The victory over Zimbabwe, although achieved with much greater effort than any of Pakistan’s past victories against this country in this competition, comes as a huge relief. It was a do or die game and Pakistan did do, if only just.
The huge problem Pakistan is facing at the top of the batting order shows no sign of abating. 14 for 2 after the first 10 overs against what can only be described as a modest attack is ridiculous by any standards and unless there is a massive improvement in the way Pakistan’s top four batsmen bat, the future is bleak. Misbah played an excellent innings although his very slow progress must have put great pressure on those who followed him. Wahab Riaz was excellent with both bat and ball and it was his superb cameo of 54 towards the end of the Pakistan innings that gave Pakistan a score which, in the end, was just barely defendable.

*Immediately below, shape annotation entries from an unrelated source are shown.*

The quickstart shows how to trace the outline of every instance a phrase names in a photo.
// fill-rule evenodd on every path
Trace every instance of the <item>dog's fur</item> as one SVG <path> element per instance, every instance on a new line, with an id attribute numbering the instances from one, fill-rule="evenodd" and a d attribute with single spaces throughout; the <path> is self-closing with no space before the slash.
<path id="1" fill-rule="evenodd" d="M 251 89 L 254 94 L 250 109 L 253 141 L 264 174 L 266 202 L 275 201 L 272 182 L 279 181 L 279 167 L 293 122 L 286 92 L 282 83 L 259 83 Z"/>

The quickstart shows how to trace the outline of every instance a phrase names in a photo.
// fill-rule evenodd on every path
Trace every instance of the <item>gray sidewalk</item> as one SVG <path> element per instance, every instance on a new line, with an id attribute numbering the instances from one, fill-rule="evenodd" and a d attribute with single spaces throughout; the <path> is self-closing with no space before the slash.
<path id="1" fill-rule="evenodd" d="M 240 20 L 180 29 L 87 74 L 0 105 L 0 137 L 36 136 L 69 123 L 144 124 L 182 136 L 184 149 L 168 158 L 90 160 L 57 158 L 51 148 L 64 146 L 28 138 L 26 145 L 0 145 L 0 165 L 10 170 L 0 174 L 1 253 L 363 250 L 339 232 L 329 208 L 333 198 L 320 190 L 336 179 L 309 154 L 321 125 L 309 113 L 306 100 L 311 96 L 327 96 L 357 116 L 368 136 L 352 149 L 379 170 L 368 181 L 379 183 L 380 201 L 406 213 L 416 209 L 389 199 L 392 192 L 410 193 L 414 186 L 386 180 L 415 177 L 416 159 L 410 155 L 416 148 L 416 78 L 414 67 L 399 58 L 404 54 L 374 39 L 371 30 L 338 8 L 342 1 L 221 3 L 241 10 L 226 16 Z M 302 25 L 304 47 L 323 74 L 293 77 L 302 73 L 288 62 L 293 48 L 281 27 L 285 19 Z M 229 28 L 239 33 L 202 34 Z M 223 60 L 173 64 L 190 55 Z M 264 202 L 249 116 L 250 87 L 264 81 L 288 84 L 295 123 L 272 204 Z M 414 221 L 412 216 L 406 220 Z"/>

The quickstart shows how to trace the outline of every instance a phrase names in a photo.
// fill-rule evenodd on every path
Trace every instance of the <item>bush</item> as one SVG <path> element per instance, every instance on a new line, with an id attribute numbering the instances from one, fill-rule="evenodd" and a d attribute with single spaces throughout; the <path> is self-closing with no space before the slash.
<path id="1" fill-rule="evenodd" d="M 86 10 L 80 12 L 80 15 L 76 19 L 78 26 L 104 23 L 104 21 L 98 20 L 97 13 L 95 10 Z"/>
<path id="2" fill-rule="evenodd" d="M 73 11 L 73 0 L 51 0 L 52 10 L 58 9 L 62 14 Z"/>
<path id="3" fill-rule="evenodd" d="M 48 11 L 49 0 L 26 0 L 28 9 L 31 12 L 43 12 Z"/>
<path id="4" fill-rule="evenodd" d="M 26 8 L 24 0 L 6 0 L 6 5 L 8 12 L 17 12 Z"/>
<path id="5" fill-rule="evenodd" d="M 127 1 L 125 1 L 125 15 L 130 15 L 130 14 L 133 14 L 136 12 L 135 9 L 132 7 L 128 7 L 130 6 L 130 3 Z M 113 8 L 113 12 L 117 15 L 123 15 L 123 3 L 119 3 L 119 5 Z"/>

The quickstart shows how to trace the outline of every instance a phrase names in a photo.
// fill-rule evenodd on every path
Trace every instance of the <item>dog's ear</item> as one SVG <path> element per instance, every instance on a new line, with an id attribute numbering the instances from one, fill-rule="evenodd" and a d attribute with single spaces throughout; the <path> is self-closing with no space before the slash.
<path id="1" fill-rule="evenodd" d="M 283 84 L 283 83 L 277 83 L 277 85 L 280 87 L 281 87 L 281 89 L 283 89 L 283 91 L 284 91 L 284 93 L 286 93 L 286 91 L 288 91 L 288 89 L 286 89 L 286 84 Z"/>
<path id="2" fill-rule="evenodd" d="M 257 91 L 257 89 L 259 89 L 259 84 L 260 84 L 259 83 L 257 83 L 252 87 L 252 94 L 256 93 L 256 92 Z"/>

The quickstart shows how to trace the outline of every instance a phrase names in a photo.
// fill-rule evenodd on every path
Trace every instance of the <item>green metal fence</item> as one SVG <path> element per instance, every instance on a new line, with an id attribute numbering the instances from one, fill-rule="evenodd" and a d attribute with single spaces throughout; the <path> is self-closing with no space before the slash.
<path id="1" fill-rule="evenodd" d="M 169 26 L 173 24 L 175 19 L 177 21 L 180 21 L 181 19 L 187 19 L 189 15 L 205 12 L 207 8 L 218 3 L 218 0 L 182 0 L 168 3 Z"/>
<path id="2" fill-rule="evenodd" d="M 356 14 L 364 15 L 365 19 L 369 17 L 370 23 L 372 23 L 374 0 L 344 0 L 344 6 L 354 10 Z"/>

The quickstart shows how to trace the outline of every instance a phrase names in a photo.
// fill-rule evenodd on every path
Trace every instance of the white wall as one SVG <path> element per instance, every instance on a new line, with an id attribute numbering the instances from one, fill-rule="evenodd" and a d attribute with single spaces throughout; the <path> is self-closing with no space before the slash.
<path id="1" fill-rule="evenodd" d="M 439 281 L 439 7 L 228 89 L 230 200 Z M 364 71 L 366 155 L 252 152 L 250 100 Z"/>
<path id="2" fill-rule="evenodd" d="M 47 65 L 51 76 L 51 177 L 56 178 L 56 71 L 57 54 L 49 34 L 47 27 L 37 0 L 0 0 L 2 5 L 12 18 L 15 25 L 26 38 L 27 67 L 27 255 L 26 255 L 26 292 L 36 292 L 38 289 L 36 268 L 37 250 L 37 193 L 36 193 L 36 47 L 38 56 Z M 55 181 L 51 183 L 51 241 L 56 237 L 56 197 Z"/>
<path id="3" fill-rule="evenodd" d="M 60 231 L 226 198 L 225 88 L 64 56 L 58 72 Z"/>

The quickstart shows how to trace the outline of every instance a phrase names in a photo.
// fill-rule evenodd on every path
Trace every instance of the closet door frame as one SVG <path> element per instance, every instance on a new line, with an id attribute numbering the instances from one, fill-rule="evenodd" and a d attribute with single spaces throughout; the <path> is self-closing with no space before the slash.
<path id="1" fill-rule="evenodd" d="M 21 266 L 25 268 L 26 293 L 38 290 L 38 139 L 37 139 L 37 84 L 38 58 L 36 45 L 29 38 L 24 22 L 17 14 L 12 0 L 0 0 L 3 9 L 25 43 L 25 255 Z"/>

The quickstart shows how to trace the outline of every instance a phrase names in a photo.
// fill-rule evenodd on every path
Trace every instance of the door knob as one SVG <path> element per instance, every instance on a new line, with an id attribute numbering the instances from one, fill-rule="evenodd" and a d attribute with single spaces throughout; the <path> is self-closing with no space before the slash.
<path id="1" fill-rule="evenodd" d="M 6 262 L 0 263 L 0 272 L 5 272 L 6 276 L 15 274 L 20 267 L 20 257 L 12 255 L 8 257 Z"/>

I am not quite sure what was the basis on which it was decided to play Nasir Jamshed again in this match when it was clear in the West Indies game that he was not yet ready for this level. There must have been quite a few practice sessions between the West Indies and Zimbabwe matches and it would be interesting to know what the tour selectors saw in these sessions that convinced them that Nasir should play. By playing him when he is so clearly not ready they are doing Pakistan, themselves, the team and above all Nasir himself, no favours. For the next game there would appear to be no alternative but to bring in Sarfraz and ask him to open as well as keep wickets, thus freeing Umar Akmal as an outfielder which should boost Pakistan’s dismal fielding standard.
The game against the UAE has to be won and won handsomely, for it quite possible that in the end it may come down to run rates between Pakistan, Ireland and the West Indies. The top order batting now simply has to click.